A bord des Rafale, les pilotes de l’armée de l’air française continuent de dézinguer dans le ciel des Émirats Arabes Unis (EAU) les drones Shahed portant près de 100 kg d’explosifs avec des missiles d’interception air-air MICA en attendant l’arrivée de solutions alternatives… Selon nos informations, plus de 80 missiles MICA, qui coûtent entre 600.000 et 700.000 euros l’exemplaire, avaient été tirés au total depuis les Rafale en action aux EAU avant le début du week-end du 28 mars et ce depuis le début du conflit iranien. Les Rafale, qui tentent d’intercepter les Shahed au-dessus du Golfe persique avant qu’ils n’atteignent le sol émirien pour éviter les débris, protègent ce pays du Moyen-Orient, qui a signé des accords de défense avec la France. Paris a engagé jusqu’à 12 Rafale pour réaliser ces missions de défense aérienne difficiles aux EAU.

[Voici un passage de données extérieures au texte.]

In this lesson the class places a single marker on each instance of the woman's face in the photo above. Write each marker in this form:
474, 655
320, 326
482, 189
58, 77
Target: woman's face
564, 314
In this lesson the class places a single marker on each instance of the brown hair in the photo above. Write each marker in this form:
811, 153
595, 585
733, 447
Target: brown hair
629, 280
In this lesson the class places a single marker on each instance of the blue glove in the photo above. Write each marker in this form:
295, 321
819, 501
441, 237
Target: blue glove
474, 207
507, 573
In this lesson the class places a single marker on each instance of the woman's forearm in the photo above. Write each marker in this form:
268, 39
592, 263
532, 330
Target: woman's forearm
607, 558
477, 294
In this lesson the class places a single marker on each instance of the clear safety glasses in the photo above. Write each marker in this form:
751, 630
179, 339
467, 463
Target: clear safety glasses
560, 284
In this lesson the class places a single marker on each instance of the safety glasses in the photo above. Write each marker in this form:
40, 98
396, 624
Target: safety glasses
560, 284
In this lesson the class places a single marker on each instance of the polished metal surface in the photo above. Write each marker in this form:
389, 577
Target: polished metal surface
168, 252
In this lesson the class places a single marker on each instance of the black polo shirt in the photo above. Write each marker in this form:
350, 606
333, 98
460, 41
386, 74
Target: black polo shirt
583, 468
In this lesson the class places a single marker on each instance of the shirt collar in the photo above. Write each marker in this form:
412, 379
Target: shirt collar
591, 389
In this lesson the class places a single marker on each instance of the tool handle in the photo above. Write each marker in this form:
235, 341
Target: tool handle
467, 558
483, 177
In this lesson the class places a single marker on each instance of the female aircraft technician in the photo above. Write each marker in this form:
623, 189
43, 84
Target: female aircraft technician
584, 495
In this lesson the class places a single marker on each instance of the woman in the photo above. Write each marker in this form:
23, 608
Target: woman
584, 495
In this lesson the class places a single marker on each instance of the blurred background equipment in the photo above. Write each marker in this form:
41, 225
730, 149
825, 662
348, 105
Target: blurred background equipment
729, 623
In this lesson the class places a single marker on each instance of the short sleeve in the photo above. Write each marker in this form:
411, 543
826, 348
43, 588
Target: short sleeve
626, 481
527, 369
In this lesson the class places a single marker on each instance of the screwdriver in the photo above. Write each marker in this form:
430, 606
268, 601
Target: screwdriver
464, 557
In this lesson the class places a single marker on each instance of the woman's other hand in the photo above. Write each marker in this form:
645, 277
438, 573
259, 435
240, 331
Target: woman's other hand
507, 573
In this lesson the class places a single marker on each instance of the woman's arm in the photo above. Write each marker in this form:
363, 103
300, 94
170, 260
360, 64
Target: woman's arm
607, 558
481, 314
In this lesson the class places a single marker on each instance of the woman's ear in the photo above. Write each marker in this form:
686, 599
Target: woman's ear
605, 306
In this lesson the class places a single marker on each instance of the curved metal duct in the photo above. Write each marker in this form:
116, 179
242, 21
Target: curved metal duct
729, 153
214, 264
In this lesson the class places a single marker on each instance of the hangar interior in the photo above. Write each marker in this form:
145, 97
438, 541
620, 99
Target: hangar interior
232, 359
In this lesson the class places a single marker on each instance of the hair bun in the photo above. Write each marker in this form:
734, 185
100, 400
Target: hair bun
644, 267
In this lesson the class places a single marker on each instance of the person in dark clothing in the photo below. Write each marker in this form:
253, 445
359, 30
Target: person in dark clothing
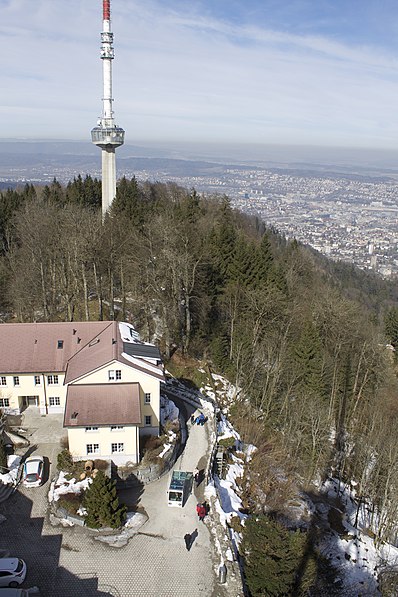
201, 511
189, 539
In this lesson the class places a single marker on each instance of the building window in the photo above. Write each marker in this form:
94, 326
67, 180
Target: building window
92, 448
114, 374
117, 448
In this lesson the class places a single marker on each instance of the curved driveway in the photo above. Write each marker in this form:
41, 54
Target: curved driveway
68, 562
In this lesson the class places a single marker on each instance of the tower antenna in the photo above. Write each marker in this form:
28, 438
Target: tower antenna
107, 135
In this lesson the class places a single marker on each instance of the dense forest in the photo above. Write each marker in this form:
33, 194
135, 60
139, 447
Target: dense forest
303, 339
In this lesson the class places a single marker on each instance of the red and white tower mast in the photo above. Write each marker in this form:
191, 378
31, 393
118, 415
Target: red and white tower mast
107, 135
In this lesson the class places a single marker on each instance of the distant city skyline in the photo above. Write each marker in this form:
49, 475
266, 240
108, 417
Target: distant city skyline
310, 72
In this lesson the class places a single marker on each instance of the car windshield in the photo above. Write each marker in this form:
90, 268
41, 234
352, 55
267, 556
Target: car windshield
32, 477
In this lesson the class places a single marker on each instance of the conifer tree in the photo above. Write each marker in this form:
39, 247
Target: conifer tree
3, 457
102, 504
273, 557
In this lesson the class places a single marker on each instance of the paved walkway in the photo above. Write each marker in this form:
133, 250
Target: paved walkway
155, 563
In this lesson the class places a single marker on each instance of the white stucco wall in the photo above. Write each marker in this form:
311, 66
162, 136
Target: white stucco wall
39, 393
148, 385
104, 437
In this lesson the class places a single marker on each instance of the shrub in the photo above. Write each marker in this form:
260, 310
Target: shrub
65, 461
273, 557
71, 502
226, 442
102, 504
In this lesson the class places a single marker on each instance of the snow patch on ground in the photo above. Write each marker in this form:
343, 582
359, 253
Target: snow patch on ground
62, 486
168, 410
354, 553
13, 463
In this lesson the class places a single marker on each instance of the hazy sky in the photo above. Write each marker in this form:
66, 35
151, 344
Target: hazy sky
264, 71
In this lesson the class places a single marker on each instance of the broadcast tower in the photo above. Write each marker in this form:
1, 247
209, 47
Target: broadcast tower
107, 134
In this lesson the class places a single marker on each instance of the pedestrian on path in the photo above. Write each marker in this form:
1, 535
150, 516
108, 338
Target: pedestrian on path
201, 511
189, 539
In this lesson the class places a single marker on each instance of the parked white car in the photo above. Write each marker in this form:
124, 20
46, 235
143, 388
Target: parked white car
12, 572
33, 468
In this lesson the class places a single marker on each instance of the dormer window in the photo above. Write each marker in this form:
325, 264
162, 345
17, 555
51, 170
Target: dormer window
114, 374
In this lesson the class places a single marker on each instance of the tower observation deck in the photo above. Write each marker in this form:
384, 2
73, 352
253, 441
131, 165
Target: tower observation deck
107, 135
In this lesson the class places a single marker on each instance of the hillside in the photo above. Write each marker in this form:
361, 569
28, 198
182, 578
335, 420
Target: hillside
303, 340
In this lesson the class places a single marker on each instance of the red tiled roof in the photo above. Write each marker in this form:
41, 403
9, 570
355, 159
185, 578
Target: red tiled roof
99, 351
105, 404
106, 347
86, 346
33, 347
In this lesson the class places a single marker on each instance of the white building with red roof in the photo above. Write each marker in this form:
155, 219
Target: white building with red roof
103, 379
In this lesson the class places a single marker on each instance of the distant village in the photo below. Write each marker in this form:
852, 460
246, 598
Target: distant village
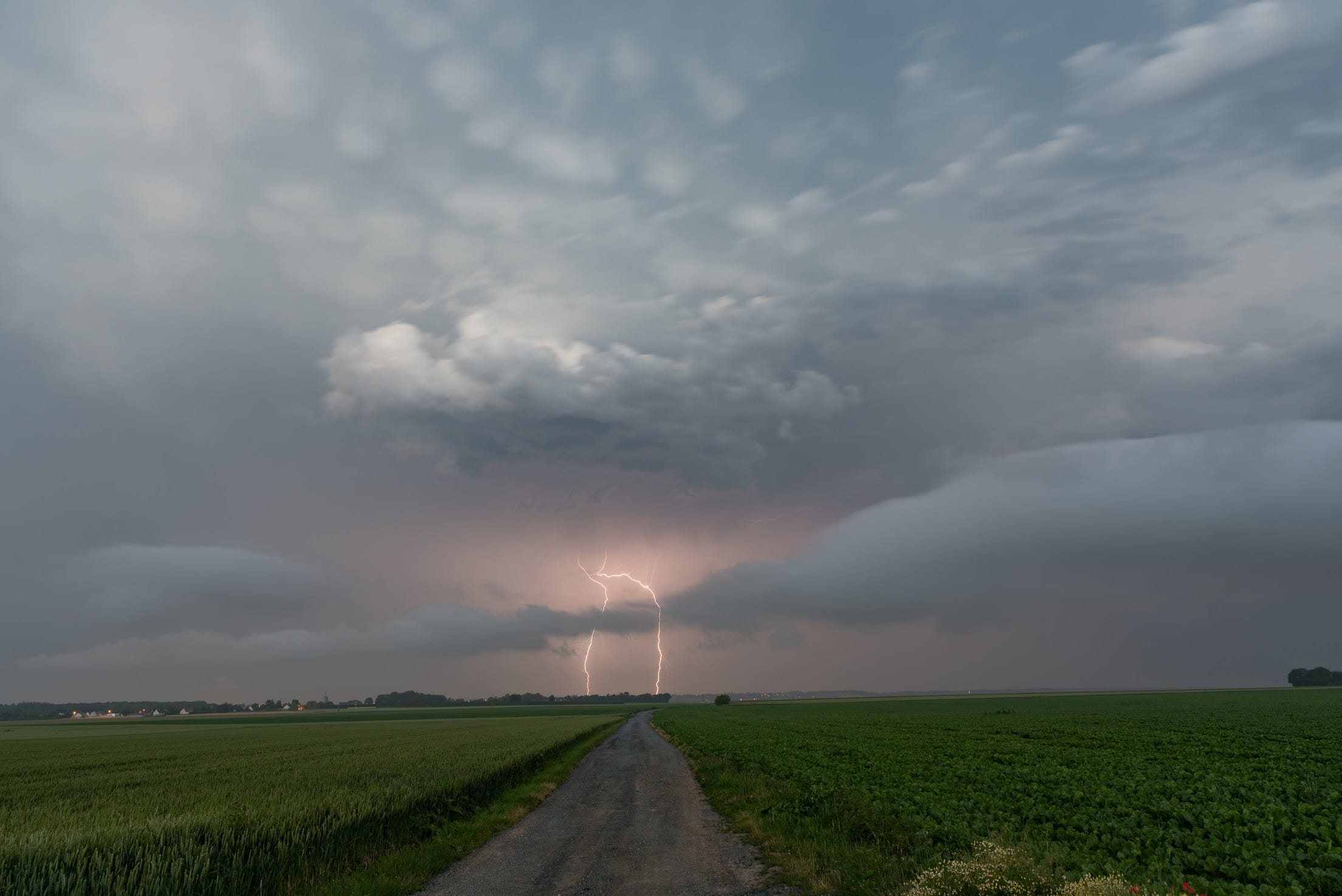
157, 709
144, 712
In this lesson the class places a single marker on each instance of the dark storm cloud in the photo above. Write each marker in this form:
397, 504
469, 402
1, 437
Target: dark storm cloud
143, 581
438, 631
1226, 515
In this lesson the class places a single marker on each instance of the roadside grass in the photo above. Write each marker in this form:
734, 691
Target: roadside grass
815, 841
410, 868
1230, 793
231, 809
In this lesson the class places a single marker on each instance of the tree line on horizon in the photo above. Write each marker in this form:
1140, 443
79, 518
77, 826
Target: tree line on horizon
416, 699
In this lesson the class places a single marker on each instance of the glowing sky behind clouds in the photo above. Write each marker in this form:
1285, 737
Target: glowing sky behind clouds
332, 334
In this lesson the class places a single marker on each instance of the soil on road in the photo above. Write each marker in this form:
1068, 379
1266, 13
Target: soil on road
630, 820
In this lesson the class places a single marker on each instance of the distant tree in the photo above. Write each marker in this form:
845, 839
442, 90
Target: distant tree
1318, 677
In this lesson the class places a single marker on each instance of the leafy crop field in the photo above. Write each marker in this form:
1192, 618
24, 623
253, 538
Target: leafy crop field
106, 808
1234, 791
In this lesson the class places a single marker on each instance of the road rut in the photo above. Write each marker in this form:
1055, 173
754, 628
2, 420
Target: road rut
630, 820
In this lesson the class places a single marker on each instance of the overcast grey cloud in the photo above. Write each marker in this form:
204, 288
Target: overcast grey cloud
1212, 518
323, 323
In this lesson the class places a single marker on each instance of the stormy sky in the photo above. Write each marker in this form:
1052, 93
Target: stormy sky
904, 346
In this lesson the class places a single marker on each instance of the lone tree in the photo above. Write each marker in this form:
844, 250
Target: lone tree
1318, 677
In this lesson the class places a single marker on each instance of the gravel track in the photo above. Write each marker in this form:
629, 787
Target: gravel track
630, 820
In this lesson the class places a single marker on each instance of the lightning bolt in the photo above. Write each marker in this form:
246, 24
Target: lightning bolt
605, 599
602, 577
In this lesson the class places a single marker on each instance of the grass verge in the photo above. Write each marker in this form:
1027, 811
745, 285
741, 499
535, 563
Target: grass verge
817, 843
410, 868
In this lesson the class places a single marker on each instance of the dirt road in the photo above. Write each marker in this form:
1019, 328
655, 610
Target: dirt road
630, 820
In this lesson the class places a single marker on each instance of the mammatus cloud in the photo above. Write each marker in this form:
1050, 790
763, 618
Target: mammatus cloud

Les tirs de MICA (quatre à six par Rafale) semblent toutefois moins fréquents ces deux dernières semaines qu’au tout début du conflit quand les capacités de tirs iraniennes étaient encore peu impactées par la campagne aérienne massive israélo-américaine. Selon les comptes agrégés par le Think Tank américain Institute for the Study of War (ISW), les frappes iraniennes sur les pays du Moyen-Orient en général, et en particulier sur les EAU se sont réduites au fur et à mesure de la poursuite du conflit.
La semaine dernière (23/27 mars), les Émirats Arabes Unis ont été frappés par 25 munitions iraniennes (drones et missiles balistiques) en moyenne par jour, contre 137 (drones, missiles de croisière et balistique) au début du conflit (semaine du 2 mars), selon les comptes de l’ISW. Depuis le début du conflit, les Émirats Arabes Unis comptent dix morts (huit civils et deux militaires tués dans le crash d’un hélicoptère attribué à une défaillance technique).
La surconsommation de missiles MICA aux EAU et le ratio défavorable entre le coût d’une munition complexe (MICA) et un drone low cost (Shahed) ont fait réagir en France. Ex-architecte de l’économie de guerre, le Premier ministre Sébastien Lecornu a bien saisi l’urgence pour accélérer le réassort des stocks de munitions, qui ont été pendant très longtemps une variable d’ajustement commode dans les budgets du ministère de la Défense dans les années 2000 et 2010 pour trouver des crédits pour lancer de nouveaux programmes. Pour MBDA qui a déjà multiplié par deux l’ensemble de sa production de missiles entre 2023 et 2025, il s’agit de produire encore plus vite les missiles MICA.
En outre, le Premier ministre a estimé qu’il fallait revoir « désormais plus profondément nos modèles. Quand un drone à quelques milliers d’euros mobilise un missile à plusieurs millions, c’est toute notre conception de l’armement qu’il faut repenser. C’est un des enseignements de cette guerre, comme pour l’Ukraine ». Il souhaite notamment inaugurer dans les prochaines semaines avec la ministre des Armées, Catherine Vautrin, une nouvelle usine de production d’où sortiront des milliers de drones par mois. Le tout sans sacrifier le modèle d’armée complet : « quantité et qualité. Coût et efficacité. Innovation et rapidité. Munitions de saturation mais aussi munitions de précision et donc de décision ».
L’effort portera aussi bien sur la défense sol-air (SAMP/T) et l’alerte avancée que sur les drones, et en particulier la lutte anti-drone dont les drones-intercepteurs et les munitions télé-opérées, qui devront être « enfin produits en masse et à coût maîtrisé », a martelé Sébastien Lecornu. « Il faut également garder à l’esprit que quand un MICA détruit un Shahed, il va éviter la destruction d’équipements qui coûtent eux-mêmes extrêmement cher et sauver des vies humaines », a rappelé quant à lui le PDG Eric Béranger tout en reconnaissant qu’il fallait « trouver des solutions plus économes ». La DGA y travaille d’arrache-pied.